The main engine and airframe components were recovered at the crash site and were transported to Anchorage, Alaska for further examination. Present during this activity, in addition to the Safety Board's IIC, were representatives of the Federal Aviation Administration, the airline, and the engine manufacture. Both propeller blades were bent rearward near symmetrically and their leading edges were void of gross abrasion. No blade tip curling was evident.

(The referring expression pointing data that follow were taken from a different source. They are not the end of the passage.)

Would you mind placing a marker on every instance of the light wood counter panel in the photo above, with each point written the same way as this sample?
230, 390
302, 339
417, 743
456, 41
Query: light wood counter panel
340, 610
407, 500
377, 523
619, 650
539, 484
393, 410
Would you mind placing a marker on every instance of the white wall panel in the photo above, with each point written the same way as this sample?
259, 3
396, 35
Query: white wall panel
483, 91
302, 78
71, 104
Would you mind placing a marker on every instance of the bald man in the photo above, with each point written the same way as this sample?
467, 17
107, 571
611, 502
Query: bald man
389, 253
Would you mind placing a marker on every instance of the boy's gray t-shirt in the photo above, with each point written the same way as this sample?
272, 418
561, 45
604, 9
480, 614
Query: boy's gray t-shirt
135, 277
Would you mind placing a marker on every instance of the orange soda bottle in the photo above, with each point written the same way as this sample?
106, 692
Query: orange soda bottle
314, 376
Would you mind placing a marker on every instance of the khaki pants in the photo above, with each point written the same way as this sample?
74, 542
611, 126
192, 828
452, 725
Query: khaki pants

Engine valve and gear train continuity were established during partial crankshaft rotation. An examination of the engine revealed that the No. 3 cylinder assembly, piston and piston pin were missing. The pin end of the connecting rod was bent and damaged, but otherwise appeared straight. All of the cylinder studs were accounted for. The top left stud was loose. The second top stud threads were stripped. The third top stud threads were stripped. The fourth top stud threads were stripped. The bottom left stud threads were stripped. The second bottom stud threads were stripped and the stud was bent downward. The third bottom stud was sheared. The fourth bottom stud showed slight thread damage. The remaining cylinders were removed and visually examined and appeared to be in normal, in service condition. Some effort was required to remove the nuts securing the remaining cylinders to the engine case. Both engine case halves had internal damage, particularly around the No. 3 cylinder base. Several tappet bodies were found broken. The crankcase was stamped AJAX 2857, which indicated that at some point in its history it had received a weld repair. Both magnetos were examined and were found to produce spark during hand operation. The fuel pump was visually examined and no physical defects were noted. Blue colored fuel was present in the pump. The carburetor inlet screen was removed and visually examined and found free of contamination. The No. 3 cylinder fuel primer line was severed. The oil suction screen was removed and visually examined. The screen contained several pieces of ferris and non-ferris material. An examination of the oil filter element revealed fine metal contamination, primarily from non-ferris material. The spark plugs were contaminated by submersion in the water, but otherwise showed normal wear.


The engine case, SN:L-14159-40, match case No. 4146, were forwarded to the Safety Board's Materials Laboratory Division in Washington, D.C. for examination and analysis. The findings of this effort are contained in the attached Metallurgist's Factual Report No. 95-76.